Use platforms. The single best AI-commerce move for many SMB sellers is to use what their ecommerce platforms provide.
Shopify, for example, announced AI discovery integrations that pass structured product data directly to AI systems and support purchases inside chat and AI commerce experiences.
For merchants, that means AI readiness may increasingly be operational: maintain a “clean” product catalog with accurate attributes and structured product data so platforms can access and distribute it properly.
Use marketplaces. Marketplaces will likely become even more important in an AI-mediated shopping environment.
Amazon, Walmart, and similar marketplaces have the data and the scale to integrate AI shopping assistants. Merchants who sell in these channels can expect AI-powered recommendations to amplify the importance of quality product data, accurate inventory, and positive reviews.
Use ads. Paid acquisition has long been a reliable traffic source for online merchants. The reliance could increase in an AI era, particularly if organic discovery becomes less predictable.
Ads are already appearing in AI chat experiences. Merchants can garner at least some AI-driven recommendations and purchases from paid placements, sponsored suggestions, or marketplace advertising.
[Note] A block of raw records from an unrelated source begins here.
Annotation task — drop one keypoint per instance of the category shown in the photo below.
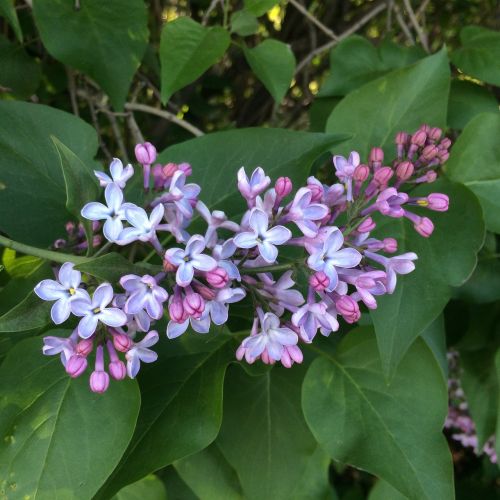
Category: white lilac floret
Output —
(326, 231)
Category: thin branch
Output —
(132, 106)
(314, 20)
(355, 27)
(420, 32)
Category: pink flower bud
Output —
(84, 347)
(145, 153)
(435, 134)
(405, 170)
(401, 138)
(424, 226)
(366, 226)
(186, 168)
(316, 192)
(194, 305)
(117, 369)
(348, 308)
(419, 138)
(383, 175)
(319, 281)
(438, 202)
(429, 152)
(99, 381)
(218, 278)
(176, 311)
(390, 245)
(361, 173)
(122, 342)
(76, 365)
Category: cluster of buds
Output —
(459, 423)
(203, 274)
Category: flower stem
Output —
(40, 252)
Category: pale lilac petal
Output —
(112, 317)
(60, 311)
(278, 235)
(245, 240)
(95, 211)
(87, 325)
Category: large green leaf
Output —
(355, 61)
(59, 440)
(391, 430)
(181, 408)
(475, 161)
(479, 55)
(19, 73)
(445, 259)
(209, 475)
(104, 40)
(265, 438)
(187, 50)
(217, 157)
(32, 192)
(81, 185)
(273, 63)
(8, 11)
(401, 100)
(467, 100)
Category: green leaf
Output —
(29, 314)
(216, 159)
(479, 55)
(421, 295)
(475, 161)
(265, 438)
(181, 407)
(243, 23)
(401, 100)
(104, 40)
(32, 192)
(467, 100)
(355, 61)
(81, 185)
(19, 73)
(8, 11)
(112, 266)
(148, 488)
(260, 7)
(273, 63)
(209, 475)
(187, 50)
(390, 430)
(60, 440)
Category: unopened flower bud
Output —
(185, 168)
(145, 153)
(76, 365)
(390, 245)
(194, 305)
(366, 226)
(405, 170)
(84, 347)
(117, 369)
(383, 175)
(361, 173)
(122, 342)
(99, 381)
(348, 308)
(319, 281)
(218, 277)
(438, 202)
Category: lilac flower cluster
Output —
(347, 267)
(460, 424)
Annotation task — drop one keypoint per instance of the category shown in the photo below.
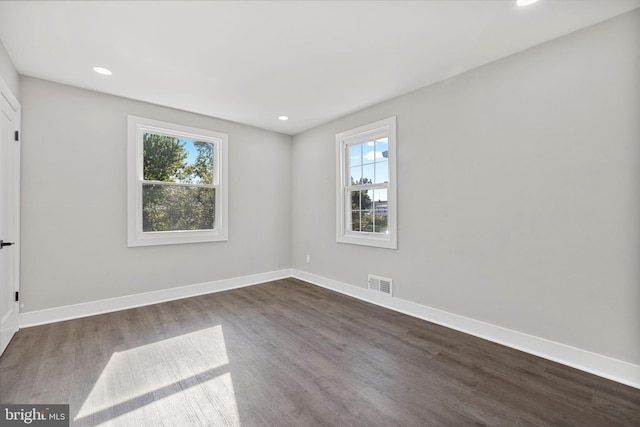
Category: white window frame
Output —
(137, 126)
(381, 129)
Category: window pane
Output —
(382, 149)
(368, 174)
(366, 223)
(381, 217)
(355, 157)
(355, 221)
(171, 208)
(355, 200)
(380, 199)
(356, 175)
(382, 172)
(365, 199)
(171, 159)
(368, 152)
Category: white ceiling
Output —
(251, 61)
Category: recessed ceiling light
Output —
(525, 2)
(102, 70)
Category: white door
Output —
(9, 214)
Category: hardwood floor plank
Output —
(288, 353)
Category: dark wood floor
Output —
(287, 353)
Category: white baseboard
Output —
(597, 364)
(68, 312)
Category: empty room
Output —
(320, 213)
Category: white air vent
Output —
(381, 284)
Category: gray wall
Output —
(518, 189)
(8, 72)
(74, 194)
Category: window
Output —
(366, 185)
(177, 184)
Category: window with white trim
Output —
(366, 185)
(177, 182)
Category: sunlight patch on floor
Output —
(175, 381)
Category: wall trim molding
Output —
(584, 360)
(92, 308)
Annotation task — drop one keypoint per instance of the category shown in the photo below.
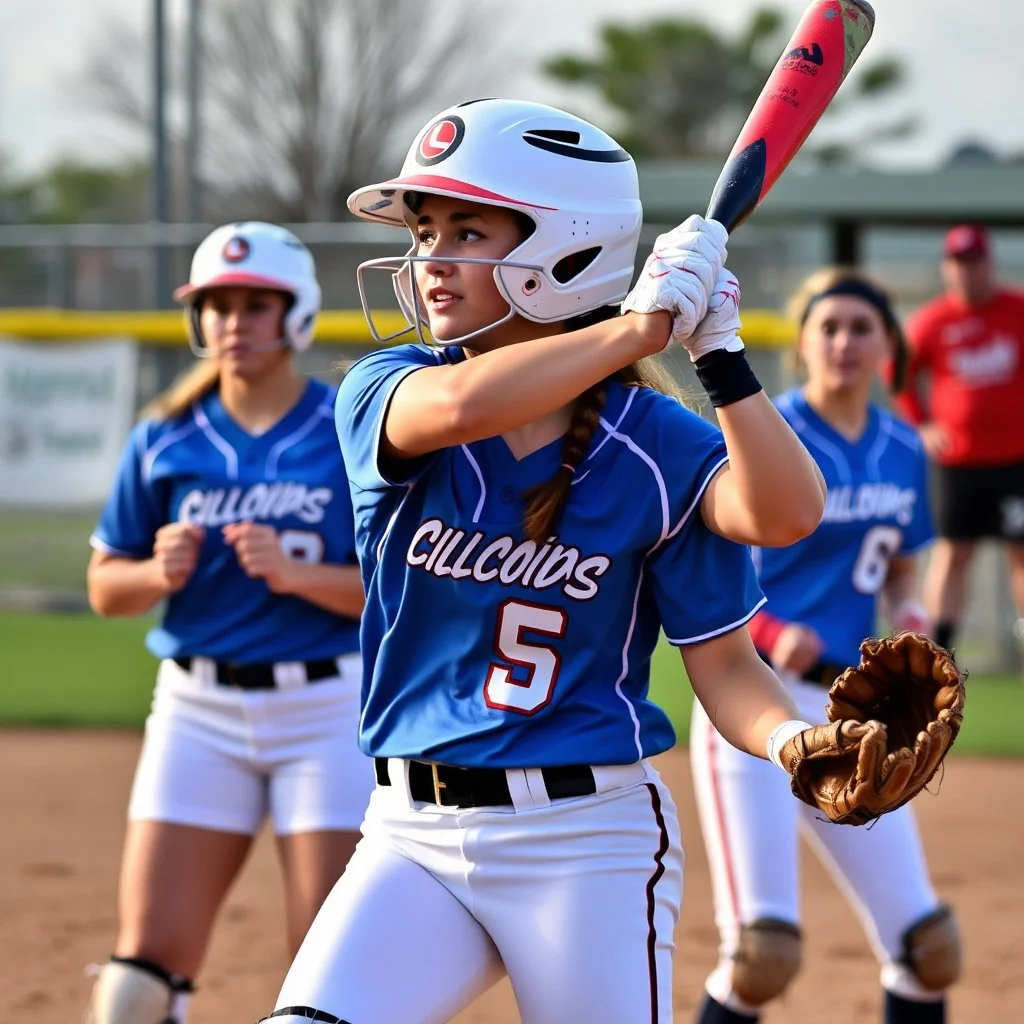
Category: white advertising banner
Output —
(65, 413)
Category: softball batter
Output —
(823, 596)
(529, 511)
(231, 503)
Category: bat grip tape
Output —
(726, 377)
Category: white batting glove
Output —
(680, 274)
(720, 328)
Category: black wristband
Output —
(726, 377)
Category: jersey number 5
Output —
(540, 662)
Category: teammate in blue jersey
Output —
(529, 512)
(824, 594)
(231, 503)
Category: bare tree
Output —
(305, 99)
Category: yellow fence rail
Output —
(762, 328)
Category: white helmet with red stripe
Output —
(254, 254)
(574, 182)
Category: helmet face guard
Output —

Measure carefully. AI discovery adds tracking ambiguity. Merchants should ensure analytics capture as much detail as possible in referral sources, landing page engagement, and conversion paths, even if AI traffic is small.
Keep optimizing. Finally, merchants should not give up on optimization.
The goal is to extend traditional search engine optimization techniques to AI. Setting aside the muddy definitions of SEO, GEO (generative engine optimization), and AEO (answer engine optimization), the desired outcome is the same. When shoppers ask, “Which air fryer is best for a family?” or “What toy is right for a seven-year-old?” the stores that provide the best answers for AI will be more likely to appear in the results.
Strong SEO practices carry over well. Clean product catalogs, accurate attributes, structured data, clear descriptions, and buyer-focused content marketing can help AI answer engines and ecommerce platforms understand a store’s goods.
Optimizing for AI commerce, then, is less about chasing new tactics and more about feeding platforms and AI systems better data.